Languages: A Video Library for Successor Pipil Generation

Unlike its neighbor Guatemala to the west, with approximately 40% of its population of indigenous descent, the country of El Salvador has a smaller indigenous population. Official government data places the indigenous population at approximately 1% However, since the 2007 Census did not accurately take ethnicity into account, other studies took place that showed that the actual number may be anywhere between 2.5-10% Some might say that the reason that the Salvadoran indigenous population has decreased in number may be in part due to the events of 1932 where approximately 25,000 peasants and indigenous were targeted and massacred by the Salvadoran government as a contributing reason for this difference. Because of this violence, members of these indigenous communities often chose to hide prominent displays of their native culture and language out of a need for survival.

Eight decades later, one of these indigenous communities, the Pipil has now seen the number of native speakers of the Pipil language or Nahuat (also written as Nawat) dwindle as low as 200 speakers [es]. UNESCO has classified the language as critically endangered with the possibility of extinction, which had happened in the neighboring countries of Guatemala, Honduras, and Panama.

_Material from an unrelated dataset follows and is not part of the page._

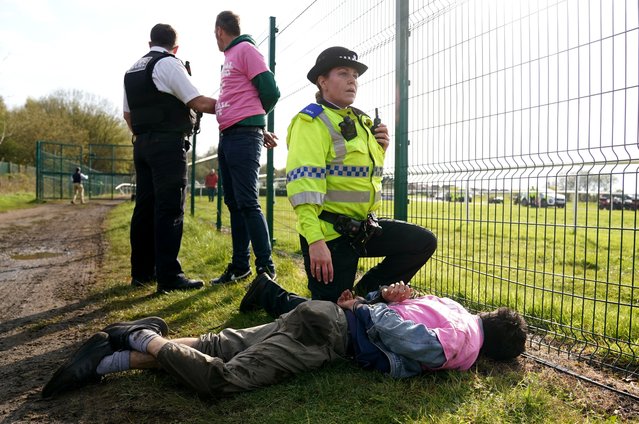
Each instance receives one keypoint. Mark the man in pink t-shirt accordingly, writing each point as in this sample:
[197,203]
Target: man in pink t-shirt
[247,93]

This statue in Atecozol Park, Izalco, El Salvador, honors Pipil warrior Atonatl who wounded Spanish conqueror Pedro de Alvarado during a 1524 battle. Used under a CC BY 2.0 license

However, in the community of Santo Domingo de Guzmán in the Department of Sonsonate in Western El Salvador, there are efforts to develop a new generation of young speakers to build a bridge with the older group of speakers so that they can eventually become “the successor generation.”

Leading these efforts in this community has been a language activist named Carlos Enrique Cortez, who has been active through the development of teaching training initiatives in cooperation with the Don Bosco University. In addition to developing these bilingual pedagogical materials, he has also helped translate important texts such as the United Nations Declaration on the Rights of Indigenous People into Pipil. There are now about 3000 children learning Pipil based on these grassroots efforts.

Now, Cortez has plans to expand this work by taking advantage of citizen media tools to bring an added multimedia element to these documentation and revitalization work.

Through a collaboration with the project One Day on Earth, Rising Voices received several flip video cameras to distribute to initiatives that seek to use digital tools to engage underrepresented communities in the creation of new online content. Thanks to a new partnership with the Living Tongues Institute, which helped identify language activists and their community that could take full advantage of the availability of a video camera. One of these activists selected by Living Tongues is Cortez, who has received one of these flip video cameras to implement the citizen media outreach project.

As part of the project, Cortez will be working with four students currently learning Pipil and use the video camera ago begin to build up a video library. The videos produced will focus on Pipil culture, such as natural medicines, traditions, traditional games, agricultural practices, and childhood songs. This content will be available for those wanting to learn the language, as well was to document these important pieces of Pipil culture.